As the film opens, state investigator Iman (Missagh Zareh) and his wife, Najmeh (Soheila Golestani), are tentatively celebrating his recent promotion, but their satisfaction with his hard-earned career advancement proves to be short-lived, as the government’s enforcement of strict hijab laws leads to widespread protests and their subsequent brutal suppression. Iman is forced to approve an ever-mounting number of death penalty orders for arrested youths, while Najmeh attempts to keep the peace with their teen daughters, Rezvan (Mahsa Rostami) and Sana (Setareh Maleki), who are increasingly radicalized by social media footage of the civil unrest unfolding on their doorstep, just outside their comfy middle-class bubble.
More often than not, Rasolouf addresses his themes head-on through direct conversations between family members in their home. The Seed of the Sacred Fig’s broader political context is never allowed to stray far from view. Real-life smartphone videos of riots on the streets of Tehran are also used to drive home the stakes of what’s being discussed, a choice that, though often impactful, can enhance the feeling that the film’s own story is a secondary priority.
As much as this 165-minute epic’s sermonizing approach might want for more subtlety, sometimes recalling a PSA, it’s refreshingly balanced and open in its inclusion of differing perspectives. The script tempers Rezvan’s righteous fury against injustice with some hints of her youthful naïveté and privilege, while Iman remains partly sympathetic, motivated as much by all-consuming fear and shame as he is by male entitlement and blinkered conservative values.
The toil that Iman’s job takes on his body is often foregrounded throughout, showing him to be a victim as well as perpetrator of the regime’s injustice. But this middle-aged man’s fatigue also contrasts heavily with the catastrophic disfigurement suffered by Rezvan and Sana’s young friend Sadaf (Niousha Akhshi) at the hands of heavily armed, over-zealous police.
Iman retains enough of his humanity to be affected by his brutal duties, losing sleep and becoming increasingly frazzled and paranoid, but his commitment to the unforgiving edicts of the state never truly wavers. And after a colleague gives him a gun for protection against the emboldened anti-government actors who now see state authorities as acceptable targets, events are set into motion that escalate to a drastic tonal and structural shift in the film’s second half.
Bringing implicit violence and the family’s simmering psychological warfare to the surface, the gradual mental deterioration of its put-upon patriarch sees The Seed of the Sacred Fig’s final hour not only enter conventional action-thriller terrain but careen right through it. And it ends up somewhere not too far away from The Shining’s Overlook Hotel, in spirit at least.
The film’s sudden switch of gears is bold enough to compensate for the slight implausibility of Iman’s actions and of his daughters’ heretofore hidden talents, but it also can’t help muddling Rasolouf’s messaging in the process.
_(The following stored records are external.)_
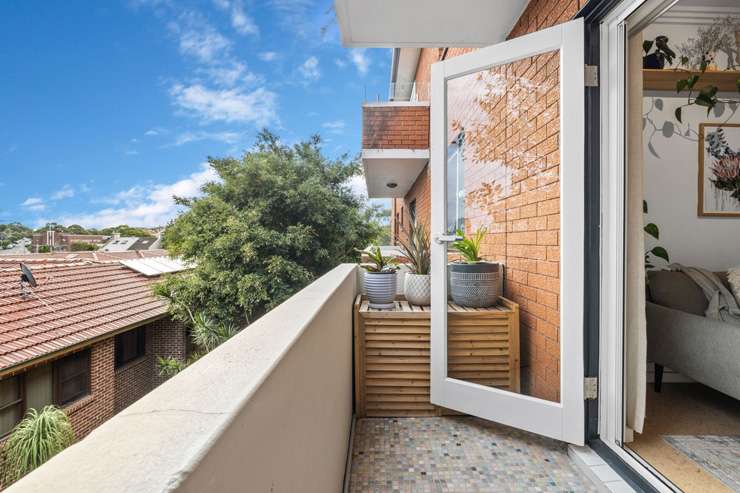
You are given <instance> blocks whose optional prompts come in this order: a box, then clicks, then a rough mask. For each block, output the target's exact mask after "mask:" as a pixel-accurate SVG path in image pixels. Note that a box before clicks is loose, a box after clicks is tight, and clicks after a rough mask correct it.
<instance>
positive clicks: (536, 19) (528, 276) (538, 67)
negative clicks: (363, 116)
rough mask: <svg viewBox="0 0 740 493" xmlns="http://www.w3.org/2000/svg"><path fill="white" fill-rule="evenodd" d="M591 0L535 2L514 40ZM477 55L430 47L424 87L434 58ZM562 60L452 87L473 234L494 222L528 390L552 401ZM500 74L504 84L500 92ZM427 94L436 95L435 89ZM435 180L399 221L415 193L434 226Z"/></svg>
mask: <svg viewBox="0 0 740 493" xmlns="http://www.w3.org/2000/svg"><path fill="white" fill-rule="evenodd" d="M585 3H586V0H531V1H530V3H529V5H528V6H527V8H526V10H525V11H524V12H523V13H522V15H521V17H520V18H519V20H518V21H517V23H516V24H515V26H514V28H513V29H512V31H511V33H510V35H509V38H514V37H517V36H521V35H523V34H527V33H530V32H534V31H537V30H540V29H543V28H546V27H549V26H553V25H556V24H559V23H562V22H566V21H568V20H570V19H572V18H573V17H574V15H575V14H576V12H577V11H578V10H579V9H580V8H581V7H583V6H584V5H585ZM469 51H472V49H470V48H450V49H443V48H425V49H423V50H422V52H421V55H420V58H419V65H418V67H417V72H416V81H417V86H418V87H428V86H429V83H430V78H431V77H430V76H431V64H432V63H435V62H437V61H439V60H444V59H448V58H452V57H455V56H459V55H462V54H464V53H467V52H469ZM558 64H559V57H558V54H557V53H548V54H543V55H540V56H538V57H532V58H528V59H526V60H523V61H520V62H517V63H514V64H510V65H507V66H505V67H500V68H497V69H494V70H490V71H485V72H483V73H482V74H483V80H481V79H479V78H478V77H476V76H467V77H466V78H467V79H468V80H467V81H465V80H459V81H458V82H456V84H457V85H458V87H457V88H456V90H454V91H452V90H451V91H450V92H454V93H455V94H449V93H448V98H449V105H448V111H449V112H450V120H451V122H450V123H451V126H450V128H449V131H450V132H453V133H456V131H459V129H460V127H462V126H464V127H465V131H466V132H465V133H466V151H465V152H466V155H465V179H464V180H465V184H464V186H465V192H466V200H465V207H466V212H465V219H466V230H467V231H468V232H470V231H471V230H473V229H475V228H476V227H478V226H481V225H484V226H487V227H488V230H489V234H488V235H487V237H486V239H485V243H484V247H483V253H484V255H485V256H486V258H488V259H489V260H494V261H501V262H504V263H505V264H506V285H505V295H506V296H508V297H509V298H511V299H513V300H514V301H516V302H517V303H519V304H520V308H521V324H520V325H521V351H522V354H521V359H522V366H523V368H522V391H523V392H525V393H527V394H529V395H533V396H536V397H540V398H543V399H549V400H553V401H557V400H559V398H560V361H559V354H560V345H559V341H560V327H559V320H560V313H559V302H560V300H559V284H560V281H559V275H560V272H559V269H560V265H559V264H560V247H559V244H560V238H559V222H560V215H559V196H560V195H559V191H560V183H559V166H560V163H559V157H560V154H559V149H558V140H559V135H558V130H559V121H560V120H559V117H560V115H559V111H558V98H559V87H558V85H557V80H558V75H559V74H558ZM497 77H498V80H500V81H505V83H504V85H503V86H500V87H498V88H495V87H493V86H494V85H495V82H494V83H492V81H495V80H496V78H497ZM463 79H465V78H463ZM476 79H478V80H476ZM486 81H487V82H486ZM522 81H526V82H524V83H523V82H522ZM465 84H468V86H469V87H468V88H467V90H466V88H464V87H462V86H463V85H465ZM530 84H532V85H533V86H535V87H536V89H532V87H533V86H532V85H530ZM525 85H526V86H527V87H526V88H524V87H523V86H525ZM492 89H496V90H492ZM501 89H502V90H501ZM481 91H482V92H481ZM481 94H483V96H480V95H481ZM418 95H419V97H420V98H421V99H428V91H426V92H424V91H418ZM455 120H456V121H455ZM429 182H430V173H429V169H428V167H427V168H425V170H424V171H423V172H422V173H421V174H420V175H419V177H418V178H417V180H416V182H415V183H414V185H413V186H412V188H411V189H410V190H409V193H408V194H407V195H406V197H405V198H404V199H403V200H394V201H393V204H392V210H393V217H395V214H396V213H397V212H399V211H400V208H401V207H402V206H405V208H407V205H406V204H408V203H410V202H411V201H412V200H414V199H416V211H417V218H418V220H420V221H422V222H424V223H425V224H427V225H428V224H429V220H430V198H429V193H430V187H429Z"/></svg>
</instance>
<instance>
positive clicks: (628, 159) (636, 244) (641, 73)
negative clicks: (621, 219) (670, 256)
mask: <svg viewBox="0 0 740 493" xmlns="http://www.w3.org/2000/svg"><path fill="white" fill-rule="evenodd" d="M627 56H628V61H627V118H626V121H627V170H626V172H627V190H626V200H627V204H626V209H627V210H626V214H627V227H626V235H627V238H626V242H625V245H626V248H627V258H626V263H627V265H626V269H625V288H626V306H625V310H626V311H625V346H624V350H625V376H624V377H625V381H624V384H625V394H624V395H625V403H624V404H625V418H626V422H625V430H624V441H625V442H631V441H632V439H633V432H635V431H636V432H638V433H642V425H643V423H644V421H645V392H646V386H647V373H646V371H647V334H646V330H645V325H646V322H645V260H644V257H643V254H644V252H645V235H644V233H643V229H642V228H643V224H644V223H643V210H642V201H643V197H644V195H643V183H642V180H643V166H644V163H643V146H642V34H641V33H637V34H635V35H632V36H630V38H629V41H628V49H627Z"/></svg>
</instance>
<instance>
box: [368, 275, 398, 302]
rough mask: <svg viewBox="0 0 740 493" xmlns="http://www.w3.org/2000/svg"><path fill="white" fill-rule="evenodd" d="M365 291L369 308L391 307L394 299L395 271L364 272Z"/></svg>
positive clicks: (394, 300)
mask: <svg viewBox="0 0 740 493" xmlns="http://www.w3.org/2000/svg"><path fill="white" fill-rule="evenodd" d="M365 292H366V293H367V301H368V304H369V305H370V308H380V309H390V308H393V306H394V305H393V302H394V301H395V299H396V273H395V272H384V273H378V272H365Z"/></svg>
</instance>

As the The Seed of the Sacred Fig progresses, the members of the central family unit are required to function in part as separate, three-dimensional figures with their own collective and inter-personal conflicts, while also standing in for contemporary Iranian social forces and serving as an allegory of the entire history of its draconian treatment of women. It can feel like Rasolouf is trying to do a little too much, flinging different theses against the brick wall of theocracy with a kind of frantic desperation.
Staging a final confrontation far outside the city in the crumbling ruins of Iran’s ancient empire, the director conjures a visual metaphor that’s potent in its simplicity, albeit a little tacked-on as the culmination of a story that’s mostly unfolded in a more literal, direct register. However, much like the entire second half of The Seed of the Sacred Fig, it could also be read as a whole-hearted repudiation of any prior efforts by certain characters to rationalize or justify the regime’s actions, with political context and character nuance judged as necessary casualties. And Rasolouf’s forging and eventual wielding of his blunt instrument is often surprisingly invigorating to behold, though it ultimately makes for a less satisfying work of art.